Op 24 november 2023 heeft de Rechtbank Zeeland-West-Brabant, locatie Breda, een beschikking gegeven in een rekestprocedure betreffende een verzoek van het Centrum Indicatiestelling Zorg (CIZ) voor een rechterlijke machtiging tot opname en verblijf van een cliënt, geboren in 1949. Het verzoek is ingediend naar aanleiding van de noodzaak voor de cliënt, die lijdt aan een mengbeeld van de ziekte van Alzheimer en vasculaire dementie, om 24 uur per dag zorg, begeleiding en toezicht te ontvangen. De cliënt heeft aangegeven dat zij niet wil worden opgenomen in een verpleegtehuis en dat zij niet vergeetachtig is, maar de casemanager en de echtgenoot van de cliënt hebben verklaard dat de zorg voor de cliënt te veel is geworden en dat opname noodzakelijk is.

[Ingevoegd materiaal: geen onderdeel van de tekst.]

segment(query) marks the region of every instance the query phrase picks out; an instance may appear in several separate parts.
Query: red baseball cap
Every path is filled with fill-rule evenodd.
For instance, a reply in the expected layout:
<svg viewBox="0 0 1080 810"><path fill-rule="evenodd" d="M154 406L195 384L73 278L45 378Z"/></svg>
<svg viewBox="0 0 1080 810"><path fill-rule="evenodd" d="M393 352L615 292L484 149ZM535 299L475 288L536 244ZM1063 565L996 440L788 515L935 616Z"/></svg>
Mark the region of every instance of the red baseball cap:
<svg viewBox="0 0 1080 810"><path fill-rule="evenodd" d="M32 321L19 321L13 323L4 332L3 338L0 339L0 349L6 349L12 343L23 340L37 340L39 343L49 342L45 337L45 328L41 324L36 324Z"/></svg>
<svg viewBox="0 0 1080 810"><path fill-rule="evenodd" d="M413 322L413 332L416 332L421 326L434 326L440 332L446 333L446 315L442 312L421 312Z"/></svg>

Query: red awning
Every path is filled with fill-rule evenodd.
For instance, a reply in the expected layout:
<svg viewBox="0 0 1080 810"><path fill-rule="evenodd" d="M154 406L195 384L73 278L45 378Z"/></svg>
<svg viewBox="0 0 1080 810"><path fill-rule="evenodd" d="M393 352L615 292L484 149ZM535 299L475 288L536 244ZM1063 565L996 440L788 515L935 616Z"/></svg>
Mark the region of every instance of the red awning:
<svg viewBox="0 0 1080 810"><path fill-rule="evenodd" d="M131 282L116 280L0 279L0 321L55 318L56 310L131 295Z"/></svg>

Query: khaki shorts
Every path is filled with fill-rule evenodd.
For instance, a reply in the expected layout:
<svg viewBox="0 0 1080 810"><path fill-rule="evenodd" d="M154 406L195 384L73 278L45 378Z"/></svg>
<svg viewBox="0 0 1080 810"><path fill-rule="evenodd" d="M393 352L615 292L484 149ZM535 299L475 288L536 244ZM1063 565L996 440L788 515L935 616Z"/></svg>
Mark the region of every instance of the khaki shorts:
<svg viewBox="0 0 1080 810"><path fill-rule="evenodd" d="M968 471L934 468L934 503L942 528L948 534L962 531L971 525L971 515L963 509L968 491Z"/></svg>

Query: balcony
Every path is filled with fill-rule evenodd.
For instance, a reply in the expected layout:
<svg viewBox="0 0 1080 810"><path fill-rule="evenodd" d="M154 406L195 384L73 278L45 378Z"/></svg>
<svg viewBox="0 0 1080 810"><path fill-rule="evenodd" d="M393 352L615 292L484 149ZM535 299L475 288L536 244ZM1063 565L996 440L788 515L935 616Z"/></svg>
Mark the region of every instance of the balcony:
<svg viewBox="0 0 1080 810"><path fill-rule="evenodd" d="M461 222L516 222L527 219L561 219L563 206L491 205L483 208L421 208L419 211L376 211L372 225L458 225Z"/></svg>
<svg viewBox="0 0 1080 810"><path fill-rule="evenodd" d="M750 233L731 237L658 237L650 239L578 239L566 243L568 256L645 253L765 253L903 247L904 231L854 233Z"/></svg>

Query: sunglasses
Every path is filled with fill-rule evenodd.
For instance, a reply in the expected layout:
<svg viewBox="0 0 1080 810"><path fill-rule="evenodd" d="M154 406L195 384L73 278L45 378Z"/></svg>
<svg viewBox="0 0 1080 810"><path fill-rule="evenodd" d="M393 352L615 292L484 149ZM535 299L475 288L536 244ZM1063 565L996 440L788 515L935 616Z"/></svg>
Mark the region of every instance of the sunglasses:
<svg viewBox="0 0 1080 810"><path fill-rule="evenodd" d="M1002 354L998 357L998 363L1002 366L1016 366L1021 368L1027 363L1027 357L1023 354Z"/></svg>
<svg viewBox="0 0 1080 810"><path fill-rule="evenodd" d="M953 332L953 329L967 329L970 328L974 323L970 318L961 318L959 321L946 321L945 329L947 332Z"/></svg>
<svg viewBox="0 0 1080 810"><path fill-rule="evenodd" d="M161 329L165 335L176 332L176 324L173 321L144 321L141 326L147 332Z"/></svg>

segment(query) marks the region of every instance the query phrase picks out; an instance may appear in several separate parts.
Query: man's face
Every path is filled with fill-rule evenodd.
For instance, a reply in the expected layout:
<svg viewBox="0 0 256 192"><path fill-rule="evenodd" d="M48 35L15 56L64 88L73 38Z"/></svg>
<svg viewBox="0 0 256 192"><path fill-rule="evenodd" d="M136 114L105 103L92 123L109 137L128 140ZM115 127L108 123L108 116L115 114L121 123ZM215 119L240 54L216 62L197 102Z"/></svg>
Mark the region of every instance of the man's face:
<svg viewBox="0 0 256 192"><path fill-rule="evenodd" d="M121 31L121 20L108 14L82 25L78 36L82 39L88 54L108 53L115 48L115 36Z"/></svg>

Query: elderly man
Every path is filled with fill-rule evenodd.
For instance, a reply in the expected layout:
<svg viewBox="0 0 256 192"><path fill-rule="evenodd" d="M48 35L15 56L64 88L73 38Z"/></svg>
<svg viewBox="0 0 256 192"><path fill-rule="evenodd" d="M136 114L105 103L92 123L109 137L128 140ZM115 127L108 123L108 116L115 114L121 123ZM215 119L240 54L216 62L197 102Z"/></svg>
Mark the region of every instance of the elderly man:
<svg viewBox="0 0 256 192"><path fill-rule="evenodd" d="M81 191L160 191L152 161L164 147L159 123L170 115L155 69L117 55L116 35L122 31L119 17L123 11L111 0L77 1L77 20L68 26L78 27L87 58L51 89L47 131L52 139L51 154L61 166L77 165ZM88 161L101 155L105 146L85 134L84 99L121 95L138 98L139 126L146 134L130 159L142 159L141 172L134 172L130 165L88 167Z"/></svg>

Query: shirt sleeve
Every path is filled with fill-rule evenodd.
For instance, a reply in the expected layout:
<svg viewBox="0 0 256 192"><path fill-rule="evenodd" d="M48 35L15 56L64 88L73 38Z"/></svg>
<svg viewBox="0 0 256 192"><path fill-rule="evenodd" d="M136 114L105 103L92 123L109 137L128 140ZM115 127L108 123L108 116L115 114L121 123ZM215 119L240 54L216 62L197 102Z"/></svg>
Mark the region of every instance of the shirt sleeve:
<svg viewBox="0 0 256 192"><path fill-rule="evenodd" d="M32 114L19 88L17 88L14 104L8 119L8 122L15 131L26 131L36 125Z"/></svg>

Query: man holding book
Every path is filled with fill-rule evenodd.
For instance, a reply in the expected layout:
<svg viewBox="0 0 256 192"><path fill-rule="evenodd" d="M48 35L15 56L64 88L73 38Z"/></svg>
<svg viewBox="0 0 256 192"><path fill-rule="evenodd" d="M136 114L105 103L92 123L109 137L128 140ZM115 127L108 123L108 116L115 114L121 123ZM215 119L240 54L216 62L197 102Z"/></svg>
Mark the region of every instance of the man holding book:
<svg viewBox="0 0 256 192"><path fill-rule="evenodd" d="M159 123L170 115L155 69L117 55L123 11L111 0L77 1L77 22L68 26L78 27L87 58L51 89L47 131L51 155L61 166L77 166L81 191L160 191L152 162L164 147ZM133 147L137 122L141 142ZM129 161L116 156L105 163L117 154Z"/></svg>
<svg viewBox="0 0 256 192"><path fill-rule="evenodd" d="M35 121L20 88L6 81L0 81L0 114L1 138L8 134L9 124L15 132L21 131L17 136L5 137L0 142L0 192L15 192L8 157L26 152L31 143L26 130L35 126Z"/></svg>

Tijdens de mondelinge behandeling op 24 november 2023 zijn de cliënt, haar echtgenoot, haar zoon en de casemanager aanwezig geweest. De rechtbank heeft vastgesteld dat de cliënt lijdt aan ernstige dementie, wat leidt tot desoriëntatie, geheugenproblemen, hallucinaties en agressief gedrag. De rechtbank concludeert dat de opname en het verblijf in een zorginstelling noodzakelijk zijn om ernstig nadeel te voorkomen, aangezien de thuissituatie onhoudbaar is geworden. De rechtbank verleent de machtiging voor de duur van zes maanden, tot en met 24 mei 2024, en benadrukt dat er geen minder ingrijpende mogelijkheden zijn om het ernstig nadeel te voorkomen.
De beschikking is mondeling gegeven en in het openbaar uitgesproken door rechter Gremmen, met mr. Wallerbos als griffier. Tegen deze beschikking staat het rechtsmiddel van cassatie open.